As Mother's Day approaches, I'm thinking of my mother. She was the best gardener I ever knew -- a magician at starting seeds and someone with a real sense of garden design.

She loved a hosta called Royal Standard. It's big, with clear green leaves. In August, it bears white flowers that smell like lilies. She called it "The Queen of the Hostas" and grew it in both shade and burning sun. It did well in both places as long as it got enough water. When I bought a house I dug divisions from her yard, and now the Royal Standards all over my yard remind me of her.

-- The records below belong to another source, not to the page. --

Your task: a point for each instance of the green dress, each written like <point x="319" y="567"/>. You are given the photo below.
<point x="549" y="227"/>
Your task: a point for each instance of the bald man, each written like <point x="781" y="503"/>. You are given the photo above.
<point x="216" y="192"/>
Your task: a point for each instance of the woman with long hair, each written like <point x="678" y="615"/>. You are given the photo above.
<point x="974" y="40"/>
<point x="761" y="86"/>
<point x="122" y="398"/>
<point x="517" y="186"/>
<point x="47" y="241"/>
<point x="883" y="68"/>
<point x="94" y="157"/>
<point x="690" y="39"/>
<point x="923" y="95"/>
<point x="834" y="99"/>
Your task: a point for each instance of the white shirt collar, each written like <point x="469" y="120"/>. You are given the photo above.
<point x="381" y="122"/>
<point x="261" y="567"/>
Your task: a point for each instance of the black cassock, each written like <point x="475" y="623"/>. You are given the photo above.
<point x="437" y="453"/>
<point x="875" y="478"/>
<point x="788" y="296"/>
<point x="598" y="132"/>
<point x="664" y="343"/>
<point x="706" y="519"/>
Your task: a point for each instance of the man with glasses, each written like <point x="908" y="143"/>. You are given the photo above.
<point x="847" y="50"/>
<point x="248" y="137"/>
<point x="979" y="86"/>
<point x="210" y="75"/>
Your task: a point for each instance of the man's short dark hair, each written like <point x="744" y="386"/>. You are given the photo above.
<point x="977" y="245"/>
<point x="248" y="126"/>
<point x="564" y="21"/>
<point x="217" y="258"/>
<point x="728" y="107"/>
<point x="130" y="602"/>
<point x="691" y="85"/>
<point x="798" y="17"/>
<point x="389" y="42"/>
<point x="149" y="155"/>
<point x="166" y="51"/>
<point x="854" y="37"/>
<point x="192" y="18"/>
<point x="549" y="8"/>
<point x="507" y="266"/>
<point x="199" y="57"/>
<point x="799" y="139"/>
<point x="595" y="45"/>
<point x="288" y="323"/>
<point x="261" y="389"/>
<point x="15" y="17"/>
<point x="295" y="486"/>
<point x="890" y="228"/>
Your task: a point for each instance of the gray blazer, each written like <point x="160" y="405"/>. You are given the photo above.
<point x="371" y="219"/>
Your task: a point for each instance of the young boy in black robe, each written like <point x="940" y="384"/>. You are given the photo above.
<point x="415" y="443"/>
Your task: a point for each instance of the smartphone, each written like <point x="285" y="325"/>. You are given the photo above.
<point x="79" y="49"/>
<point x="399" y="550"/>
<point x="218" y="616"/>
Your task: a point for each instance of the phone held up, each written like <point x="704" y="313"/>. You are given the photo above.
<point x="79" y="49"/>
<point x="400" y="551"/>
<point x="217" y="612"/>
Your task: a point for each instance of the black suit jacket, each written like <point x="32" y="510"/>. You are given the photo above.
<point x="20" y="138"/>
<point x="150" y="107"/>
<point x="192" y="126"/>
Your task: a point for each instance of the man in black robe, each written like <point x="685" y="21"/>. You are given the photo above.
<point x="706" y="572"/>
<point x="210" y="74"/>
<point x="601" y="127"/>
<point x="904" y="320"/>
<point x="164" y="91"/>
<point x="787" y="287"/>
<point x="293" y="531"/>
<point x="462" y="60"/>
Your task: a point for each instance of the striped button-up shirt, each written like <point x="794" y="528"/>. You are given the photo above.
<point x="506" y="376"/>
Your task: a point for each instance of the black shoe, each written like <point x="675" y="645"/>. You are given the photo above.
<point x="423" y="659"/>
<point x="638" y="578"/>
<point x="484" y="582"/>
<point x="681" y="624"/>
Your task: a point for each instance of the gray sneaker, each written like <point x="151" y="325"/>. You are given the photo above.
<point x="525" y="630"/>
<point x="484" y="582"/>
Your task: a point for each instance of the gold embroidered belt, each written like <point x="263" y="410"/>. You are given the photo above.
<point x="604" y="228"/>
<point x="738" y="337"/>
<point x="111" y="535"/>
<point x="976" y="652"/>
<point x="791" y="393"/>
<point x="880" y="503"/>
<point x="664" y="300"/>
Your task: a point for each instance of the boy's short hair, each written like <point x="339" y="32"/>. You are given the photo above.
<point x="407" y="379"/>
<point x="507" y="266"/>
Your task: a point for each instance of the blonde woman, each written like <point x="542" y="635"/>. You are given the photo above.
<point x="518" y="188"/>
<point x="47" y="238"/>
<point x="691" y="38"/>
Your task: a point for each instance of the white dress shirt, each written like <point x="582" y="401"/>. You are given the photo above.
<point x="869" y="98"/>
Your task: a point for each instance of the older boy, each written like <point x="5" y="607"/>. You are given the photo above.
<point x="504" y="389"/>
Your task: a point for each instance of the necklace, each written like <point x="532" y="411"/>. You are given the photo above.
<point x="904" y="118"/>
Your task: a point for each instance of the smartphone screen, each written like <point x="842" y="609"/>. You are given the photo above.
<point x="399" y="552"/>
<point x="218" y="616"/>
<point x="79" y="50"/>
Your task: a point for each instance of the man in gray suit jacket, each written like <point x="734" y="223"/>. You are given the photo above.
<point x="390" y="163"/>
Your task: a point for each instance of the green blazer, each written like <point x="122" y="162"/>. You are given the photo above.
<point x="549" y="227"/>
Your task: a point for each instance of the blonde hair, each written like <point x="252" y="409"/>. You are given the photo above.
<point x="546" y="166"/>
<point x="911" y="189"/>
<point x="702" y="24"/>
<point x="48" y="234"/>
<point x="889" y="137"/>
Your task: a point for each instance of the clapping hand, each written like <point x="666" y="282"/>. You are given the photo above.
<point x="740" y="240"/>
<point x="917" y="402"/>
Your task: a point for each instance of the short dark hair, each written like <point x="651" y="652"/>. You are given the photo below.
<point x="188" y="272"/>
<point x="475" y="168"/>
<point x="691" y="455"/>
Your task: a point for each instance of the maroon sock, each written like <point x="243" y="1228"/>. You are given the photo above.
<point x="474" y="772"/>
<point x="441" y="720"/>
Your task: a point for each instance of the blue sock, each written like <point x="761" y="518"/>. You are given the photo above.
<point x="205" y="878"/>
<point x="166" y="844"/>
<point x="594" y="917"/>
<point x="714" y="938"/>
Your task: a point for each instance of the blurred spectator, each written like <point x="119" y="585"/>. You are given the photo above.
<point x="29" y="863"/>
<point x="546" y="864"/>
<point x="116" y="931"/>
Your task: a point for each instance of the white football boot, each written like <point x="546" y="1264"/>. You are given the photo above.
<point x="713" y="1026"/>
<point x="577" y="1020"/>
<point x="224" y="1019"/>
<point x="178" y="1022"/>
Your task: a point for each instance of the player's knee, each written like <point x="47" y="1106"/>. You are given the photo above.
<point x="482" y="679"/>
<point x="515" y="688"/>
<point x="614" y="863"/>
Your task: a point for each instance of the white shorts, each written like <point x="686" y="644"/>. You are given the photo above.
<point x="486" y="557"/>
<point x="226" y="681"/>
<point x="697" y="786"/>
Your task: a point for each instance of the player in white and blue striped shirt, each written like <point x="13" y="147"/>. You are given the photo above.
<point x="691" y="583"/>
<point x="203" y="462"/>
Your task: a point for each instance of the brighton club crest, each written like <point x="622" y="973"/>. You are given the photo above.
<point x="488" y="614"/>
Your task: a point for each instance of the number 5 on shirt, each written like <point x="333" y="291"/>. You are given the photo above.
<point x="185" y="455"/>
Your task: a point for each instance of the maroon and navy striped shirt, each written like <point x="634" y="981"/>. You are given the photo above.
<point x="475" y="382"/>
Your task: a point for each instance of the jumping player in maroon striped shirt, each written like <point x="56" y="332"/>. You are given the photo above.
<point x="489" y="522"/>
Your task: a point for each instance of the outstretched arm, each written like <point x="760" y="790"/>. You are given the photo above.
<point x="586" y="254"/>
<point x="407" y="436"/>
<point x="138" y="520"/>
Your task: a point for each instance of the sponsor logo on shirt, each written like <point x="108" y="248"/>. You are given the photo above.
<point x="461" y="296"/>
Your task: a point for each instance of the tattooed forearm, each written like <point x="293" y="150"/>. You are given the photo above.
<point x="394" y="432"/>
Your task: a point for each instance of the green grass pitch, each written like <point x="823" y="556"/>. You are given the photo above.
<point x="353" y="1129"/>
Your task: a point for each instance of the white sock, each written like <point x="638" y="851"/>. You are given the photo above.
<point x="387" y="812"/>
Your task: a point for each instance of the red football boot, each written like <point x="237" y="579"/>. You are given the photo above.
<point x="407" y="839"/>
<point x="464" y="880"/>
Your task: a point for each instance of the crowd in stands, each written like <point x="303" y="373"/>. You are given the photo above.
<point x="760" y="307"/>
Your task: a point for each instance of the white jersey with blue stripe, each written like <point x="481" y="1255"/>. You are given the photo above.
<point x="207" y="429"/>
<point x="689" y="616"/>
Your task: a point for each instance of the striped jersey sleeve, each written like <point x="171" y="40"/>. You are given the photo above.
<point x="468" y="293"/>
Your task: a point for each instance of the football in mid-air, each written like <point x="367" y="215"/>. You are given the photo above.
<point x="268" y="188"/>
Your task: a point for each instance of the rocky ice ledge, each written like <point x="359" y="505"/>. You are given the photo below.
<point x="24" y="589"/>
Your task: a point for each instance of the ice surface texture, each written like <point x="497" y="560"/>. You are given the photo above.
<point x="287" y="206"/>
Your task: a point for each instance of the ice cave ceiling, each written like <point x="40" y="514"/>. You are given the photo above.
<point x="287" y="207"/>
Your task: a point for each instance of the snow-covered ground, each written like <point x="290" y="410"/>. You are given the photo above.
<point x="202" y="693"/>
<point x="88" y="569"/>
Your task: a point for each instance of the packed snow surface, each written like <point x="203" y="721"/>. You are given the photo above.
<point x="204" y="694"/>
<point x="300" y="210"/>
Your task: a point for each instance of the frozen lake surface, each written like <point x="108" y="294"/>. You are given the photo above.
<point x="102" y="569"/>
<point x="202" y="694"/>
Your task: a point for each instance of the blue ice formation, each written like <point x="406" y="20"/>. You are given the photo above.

She also grew forget-me-nots and "Blue Butterfly" delphinium, neither of which will tolerate the heavy river soil I have in my yard. And feverfew, bringing the original plant back from Connecticut. She had charmed the caretaker of the Harriet Beecher Stowe garden into digging a tiny plant for her and held the sagging transplant in her hands on the plane ride home. Descendants of that parent plant grow in dozens of Minnesota gardens now, spread by plant sales and gifts. (Royal Standard and feverfew with tiny white flowers are in the picture on the left.).

When I see a big coleus, I think of my father, who loved the colorful foliage. And when I see clematis I think of my grandmother. She grew enormous clematis in her garden in England. Her great-uncle, H.F. Young, was a plantsman in England and a purple clematis bears his name. I saw it in a Minneapolis nursery this weekend. Years ago I bought "H.F. Young" for my mother, but that was one plant that even she could not keep thriving in hot Minnesota summers. She finally dug it out and tossed it.

My yard was on a neighborhood garden tour a few years ago. When I talked about Royal Standard, a woman I didn't know said she had one of the cultivar's parent plants growing in her yard. A day later, a hosta with fat green leaves showed up at my back door.

I have no idea who she was and never got a chance to thank her, but I think of her whenever I see that wonderful plant.

Your turn! What plants remind you of certain people? Do you grow a plant just for the personal association it has for you?